運動はこのkaphaの時間に動き出すことがポイント。8:00より前が理想ですが、難しければ10:00より前にはなんとか、でもいいですし、玄関を開けるのが難しかったら、バルコニーに出て朝陽を浴びるだけでも十分です。

  • 「自分に合わせた」散歩に出よう

散歩の話をすると、体質によって反応が本当に違うなぁと思います。
vata体質の人は「とにかくルートを決めることができない。
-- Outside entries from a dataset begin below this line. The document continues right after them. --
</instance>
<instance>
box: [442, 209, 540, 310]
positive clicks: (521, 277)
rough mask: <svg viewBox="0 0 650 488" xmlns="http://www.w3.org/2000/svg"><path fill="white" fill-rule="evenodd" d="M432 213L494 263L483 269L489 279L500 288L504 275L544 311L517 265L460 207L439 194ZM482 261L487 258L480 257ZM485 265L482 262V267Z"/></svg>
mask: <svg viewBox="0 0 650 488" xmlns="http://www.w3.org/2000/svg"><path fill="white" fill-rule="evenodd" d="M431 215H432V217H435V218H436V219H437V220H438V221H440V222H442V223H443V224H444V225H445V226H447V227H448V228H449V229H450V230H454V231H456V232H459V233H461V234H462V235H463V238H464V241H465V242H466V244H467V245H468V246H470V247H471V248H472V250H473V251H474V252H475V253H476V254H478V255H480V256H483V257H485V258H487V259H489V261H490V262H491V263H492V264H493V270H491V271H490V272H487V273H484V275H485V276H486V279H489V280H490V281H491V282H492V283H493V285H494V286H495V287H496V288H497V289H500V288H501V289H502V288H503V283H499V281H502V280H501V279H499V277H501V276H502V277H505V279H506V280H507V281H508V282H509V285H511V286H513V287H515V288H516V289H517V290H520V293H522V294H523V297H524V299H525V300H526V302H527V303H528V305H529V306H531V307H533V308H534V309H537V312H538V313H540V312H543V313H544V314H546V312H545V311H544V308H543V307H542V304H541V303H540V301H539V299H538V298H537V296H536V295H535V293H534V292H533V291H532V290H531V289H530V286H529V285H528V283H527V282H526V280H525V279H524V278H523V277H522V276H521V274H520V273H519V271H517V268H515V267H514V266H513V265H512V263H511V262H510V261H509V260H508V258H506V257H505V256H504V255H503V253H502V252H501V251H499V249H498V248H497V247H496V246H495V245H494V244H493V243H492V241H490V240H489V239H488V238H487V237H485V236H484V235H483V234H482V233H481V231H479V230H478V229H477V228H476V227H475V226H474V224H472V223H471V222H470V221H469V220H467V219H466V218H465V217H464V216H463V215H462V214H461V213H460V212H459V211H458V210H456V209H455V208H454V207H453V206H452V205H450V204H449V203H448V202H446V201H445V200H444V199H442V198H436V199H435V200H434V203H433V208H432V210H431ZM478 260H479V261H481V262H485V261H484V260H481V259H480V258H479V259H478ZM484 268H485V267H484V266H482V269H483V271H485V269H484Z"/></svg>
毎日あちこち違うところ行っちゃうし、寄り道もしちゃう」と言うし、
pitta体質の人は「ゴールを決めないと歩き出せない。だいたいあそこまで行こうとか決めて達成できると楽しい」と言うし、
kapha体質の人は「ルーティンにハマることが楽しいので、毎日毎日同じ道を歩いてもう5年目です」などと言います。

あんまりドーシャに合わせたやり方をしすぎるのも良くない場合もありますが、まずは続けることが大事なので「自分のドーシャが喜ぶ」やり方でいいんだと受け入れてください。

つまりvataの人は寄り道して時折ストップしてもいいし、pittaの人は今日はあのタワーまで行こうと決めて歩き出せばいいし(ただし体力の1/3が来たらストップと約束)kaphaの人は毎日ひたすら同じ道を歩くので十分です。

春はkaphaのシーズン。kaphaは命を育む力でもあります。重く、冷たく、どっしりとした土のエネルギーがあるから新しい芽吹きが生まれ、新しい花が咲いて、歩いているとその姿にたくさん会うことができます。

春のkaphaのエネルギーを探しながら、まずは朝の散歩から、運動を楽しんでみてくださいね。